Title:
Prediction of Transfer Length of Prestressing Strands
Using Neural Networks
Author(s):
Mehmet M. Kose
Publication:
Structural Journal
Volume:
104
Issue:
2
Appears on pages(s):
162-169
Keywords:
prestressed concrete; test; transfer length.
DOI:
10.14359/18528
Date:
3/1/2007
Abstract:
In this study, the efficiency of an artificial neural network (ANN) in predicting the transfer length of prestressing strands in prestressed concrete beams was investigated. An ANN is an information processing system that imitates the way biological nervous systems, such as the brain, process information. The main element of neural network is the structure of the information processing system.
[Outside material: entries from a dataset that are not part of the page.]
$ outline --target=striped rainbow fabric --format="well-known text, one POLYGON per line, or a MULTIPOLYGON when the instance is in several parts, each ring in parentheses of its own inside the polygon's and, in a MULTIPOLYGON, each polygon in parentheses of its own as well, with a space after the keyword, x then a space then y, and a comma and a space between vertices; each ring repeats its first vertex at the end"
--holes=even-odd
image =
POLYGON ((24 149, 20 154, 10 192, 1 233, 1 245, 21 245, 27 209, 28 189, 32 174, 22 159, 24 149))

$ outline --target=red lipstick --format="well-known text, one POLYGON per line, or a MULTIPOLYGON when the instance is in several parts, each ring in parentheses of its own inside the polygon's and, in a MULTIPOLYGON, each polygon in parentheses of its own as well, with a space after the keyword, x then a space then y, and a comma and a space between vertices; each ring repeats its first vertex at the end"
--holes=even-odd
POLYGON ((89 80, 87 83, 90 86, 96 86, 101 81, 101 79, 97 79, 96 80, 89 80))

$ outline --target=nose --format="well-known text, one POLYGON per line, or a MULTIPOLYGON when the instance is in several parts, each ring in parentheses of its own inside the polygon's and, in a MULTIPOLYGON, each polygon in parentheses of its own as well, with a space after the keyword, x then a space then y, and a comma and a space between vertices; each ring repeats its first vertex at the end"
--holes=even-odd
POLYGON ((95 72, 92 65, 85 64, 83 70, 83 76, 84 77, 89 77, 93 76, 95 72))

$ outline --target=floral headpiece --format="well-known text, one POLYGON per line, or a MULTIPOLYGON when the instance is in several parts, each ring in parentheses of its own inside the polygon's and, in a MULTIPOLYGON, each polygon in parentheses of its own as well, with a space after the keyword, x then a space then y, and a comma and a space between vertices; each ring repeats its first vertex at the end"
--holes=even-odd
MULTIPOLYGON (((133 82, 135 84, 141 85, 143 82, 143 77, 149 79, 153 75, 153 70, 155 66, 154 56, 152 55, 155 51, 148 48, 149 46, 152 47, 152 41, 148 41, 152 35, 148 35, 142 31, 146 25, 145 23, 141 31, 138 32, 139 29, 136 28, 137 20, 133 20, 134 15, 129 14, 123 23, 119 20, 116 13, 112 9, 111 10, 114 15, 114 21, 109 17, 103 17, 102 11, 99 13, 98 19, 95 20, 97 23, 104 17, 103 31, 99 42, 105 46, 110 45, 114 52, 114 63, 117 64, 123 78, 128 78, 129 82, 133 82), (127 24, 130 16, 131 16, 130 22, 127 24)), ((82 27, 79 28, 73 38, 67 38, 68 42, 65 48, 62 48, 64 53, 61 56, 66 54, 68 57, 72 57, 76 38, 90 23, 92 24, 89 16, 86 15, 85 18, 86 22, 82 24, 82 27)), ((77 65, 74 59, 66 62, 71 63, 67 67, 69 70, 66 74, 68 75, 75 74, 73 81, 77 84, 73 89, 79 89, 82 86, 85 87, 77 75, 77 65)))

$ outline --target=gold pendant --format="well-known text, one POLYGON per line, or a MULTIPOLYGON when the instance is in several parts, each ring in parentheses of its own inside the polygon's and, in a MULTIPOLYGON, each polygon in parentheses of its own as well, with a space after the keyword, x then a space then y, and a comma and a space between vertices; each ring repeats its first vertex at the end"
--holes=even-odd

It is composed of highly interconnected processing neurons and has the ability of self-learning from the examples. The transfer results from various research projects have been collected to train and test the ANN model. Each parameter (that is, ratio of the area of prestressing strand to the area of concrete Aps/Ac , surface condition of prestressing strand [rusty or bright], diameter of prestressing strand, percentage of debonded prestressing strands, effective prestress, plateau in strain profile, and concrete strength at the time of measurement) affecting the transfer length of prestressing strands was arranged in an input vector and a corresponding output vector that includes the measured transfer length of prestressing strands. Results showed that the ANN model developed is capable of accurately predicting the transfer lengths used in the training and testing phase of the study.